[CentOS] Problems with motherboard support? INTEL DP43BF

Mon Dec 27 21:19:55 UTC 2010
John R Pierce <pierce at hogranch.com>

On 12/27/10 11:04 AM, robert mena wrote:
> Hi,
>
> I've installed Centos 5.5 (plus updates) in a machine with INTEL 
> DP43BF motherboard.  In order to make Linux detect the PCIs I've added 
> the pci=assign-busses in my GRUB conf.
>
> Everything runs fine but within less than 2 days of uptime the machine 
> simply freezes (black console no connectivity).  This has happened 
> more than one time so I'm considering to be a problem.
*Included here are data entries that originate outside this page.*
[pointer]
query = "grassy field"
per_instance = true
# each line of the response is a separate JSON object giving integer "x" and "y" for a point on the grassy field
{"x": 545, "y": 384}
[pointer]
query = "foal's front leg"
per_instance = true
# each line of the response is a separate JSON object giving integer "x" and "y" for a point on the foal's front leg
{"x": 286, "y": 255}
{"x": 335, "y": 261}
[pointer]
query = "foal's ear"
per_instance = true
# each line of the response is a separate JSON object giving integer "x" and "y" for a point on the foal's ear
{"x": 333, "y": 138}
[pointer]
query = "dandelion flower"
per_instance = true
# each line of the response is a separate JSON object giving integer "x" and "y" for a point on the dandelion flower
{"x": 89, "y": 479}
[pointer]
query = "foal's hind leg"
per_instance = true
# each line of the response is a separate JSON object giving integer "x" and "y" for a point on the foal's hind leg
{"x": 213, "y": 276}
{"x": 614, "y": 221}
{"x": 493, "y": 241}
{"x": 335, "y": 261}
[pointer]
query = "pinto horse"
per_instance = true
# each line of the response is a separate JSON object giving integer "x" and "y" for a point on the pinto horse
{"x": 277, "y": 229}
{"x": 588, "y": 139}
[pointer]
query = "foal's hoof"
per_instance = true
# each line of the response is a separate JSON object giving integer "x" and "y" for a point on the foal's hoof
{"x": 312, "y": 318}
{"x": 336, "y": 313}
The memtest 
> passed without a problem and the machine uses a compact flash (sandisk 
> extreme III 4GB) as a disk.
>
> I could only find the error messages in my /var/log/messages but those 
> appear hours before the actual lock.
>
> kernel: 0000:00:1a.7 EHCI: BIOS handoff failed (BIOS bug ?) 01010001
>
> kernel: 0000:00:1d.7 EHCI: BIOS handoff failed (BIOS bug ?) 01010001
>
>
> kernel: eth4: PCI Bus error a290.
>
> kernel: eth4: PCI Bus error 0290.
>
> kernel: eth3: PCI Bus error 2290.
>
> kernel: eth3: PCI Bus error 0290.
>
>
> Any tips?
>


thats a desktop board, right?  so it probably doesn't have ECC or any of 
the other system integrity features of a server board, nor do they 
usually have the IO bus bandwidth to handle substantial IO workloads.

PCI bus errors are not a good thing at all, either.  you have 5 ethernet 
adapters in use?   what sort of Ethernet controller?   I believe those 
PCI Bus errors are being reported by your ethernet adapters, and could 
be the result of excess bus contention.  a single gigE can way more than 
saturate a 32bit 33Mhz PCI (parallel) bus.  All the PCI slots on a 
desktop board like you have are on the same bus and contend for the same 
bandwidth.

Also, as mentioned thermal problems are a definite possibility, although 
Intel CPUs tend to self-throttle if they get too hot, the Chipset might 
not be that good at it (eg, watch the chipset and memory temperature as 
well as the CPU).    Another possible cause would be silent memory 
corruption although that would be more likely to cause a kernel fault 
("Fatal kernel error - system halted") however if your display is in a 
GUI mode, you won't see this unless the console is directed to a serial 
port which is being monitored.